The Noisy Ghost Co. Story
walking the spirit road
For as long as I can remember, I’ve only ever wanted to write books. The difficult and desperate reality of making such a statement, especially in front of anyone who works in the publishing industry, is that the road to career writing is a long and fraught with obstacles — two of which, I learned early, involved wanting to actually make money, and that it required the sort of talent that I wasn’t immediately predisposed to.
Faced with this dark reality (and the necessary hurdle of choosing what to study at the university level), I didn’t quite give up on the dream as much as I turned my attention to the other thing I was reasonably good at, and tucked into a design baccalaureate.
It was the easier option for me. It was the desperate option too: not because I thought I was forfeiting my dream of becoming a writer, but because I knew that design and writing would be forever intertwined for me. I couldn’t rightly take one over the other, but one skill came effortlessly and was already landing me contract jobs at sixteen, while the other required marching through a very dark forest with lots of brambles and strange, gleaming eyes blinking between the trees. If I could go back and tell my younger self to do things differently, I wouldn’t, because I’ve never stopped doing either:
I’ve always made things — sometimes out of pixels, and sometimes out of words. Sometimes both, which is a really good Frankenstein’s monster-example of how storytelling pairs with web design (though reasonably less-hostile towards its maker, I should hope.) I endeavor to create a certain tone and theme with the visual design work I produce, creating atmosphere and conveying genre cues that anchor a persona to their body of work. I could talk endlessly about what structural narrative looks like on a page, and how you can build a website like you were building a plot to a novel. These make for good metaphors when you work with writers and other creative professionals and you’re building a language to discuss design in a way that everyone understands.
Like I said: no regrets.
I never stopped writing, either, for what it’s worth. As it turns out, getting the words down has never been a huge hurdle — it’s trimming them down afterward that often gives me fits.
So where does the spooky come into play?
Noisy Ghost is the poltergeist that has followed me through thirteen years in the industry, urging me onwards and encouraging me to follow my passions: an unseen partner that enlivens my work and informs everything I do because it acts as a reminder that every creative task needs a little something extra added to it: something that gives it “spirit”.
The company was born out of the desperate desire to keep it alive.

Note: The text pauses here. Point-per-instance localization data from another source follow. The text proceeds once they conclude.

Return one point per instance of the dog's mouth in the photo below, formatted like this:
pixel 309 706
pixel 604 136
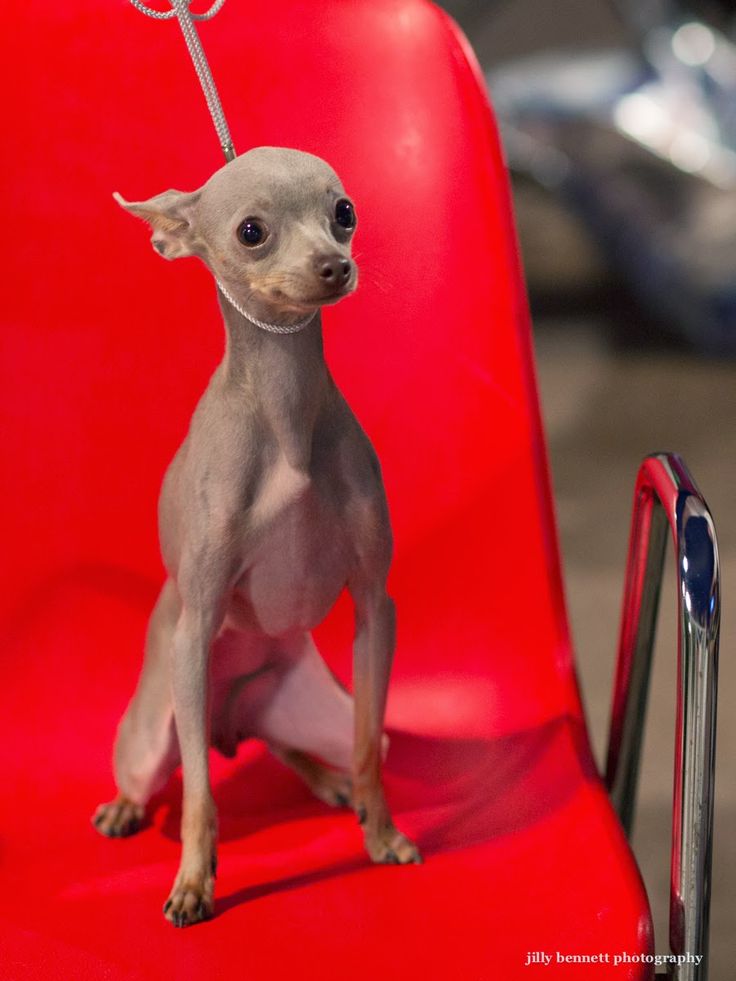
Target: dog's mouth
pixel 323 296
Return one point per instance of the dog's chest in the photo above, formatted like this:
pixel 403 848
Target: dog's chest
pixel 298 551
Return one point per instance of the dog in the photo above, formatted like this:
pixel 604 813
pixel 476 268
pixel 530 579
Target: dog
pixel 273 504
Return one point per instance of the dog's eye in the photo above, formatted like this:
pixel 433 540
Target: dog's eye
pixel 252 232
pixel 345 214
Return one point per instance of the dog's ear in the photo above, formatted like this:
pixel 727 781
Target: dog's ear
pixel 170 215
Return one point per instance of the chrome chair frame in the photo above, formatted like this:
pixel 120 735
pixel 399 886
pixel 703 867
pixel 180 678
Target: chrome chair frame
pixel 667 494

Arriving at this point in my career is as much coming to terms with my own narrative as a struggling writer as it does acknowledge that I’ve been successful in my career as a designer: I’ve worked for a handful of emerging and big names in tech, and I’ve done so for a number of years, dipping my hands into everything from marketing to product design. It’s turned me into the sort of candidate that inspires fear in others sitting in the waiting room, preparing to interview for the same job. But there’s always been something missing, despite my success in the field. I’ve never really emerged from that dark forest where the ideas grow amidst the brambles and thorns.
As it turns out, looking far and beyond that setting, it turns out there was a fiend living in the furrows, and a small, mist-wrung cemetery beyond that kept capturing my attention. That landscape had an abandoned Victorian house in it, and a mountainside castle fallen to ruin. I had to let my imagination and long-standing tenure as a horror-fan wander a little bit to fill in those parts of the map to this world, but when it was done, I knew that I had to get out of the nine to five, and I had to see what adventures awaited me beyond that dark forest.
The idea arrived with the insistence of a haunting, when something unseen starts levitating the furniture and knocking things off the shelves. I couldn’t bring myself to exorcise this particular spirit. In fact, I found myself a little bit possessed by the idea.
There’s no way out but through, as they say. The one problem I still haven’t negotiated on this journey, really, is how I’m supposed to carry all my books in this one, tiny backpack.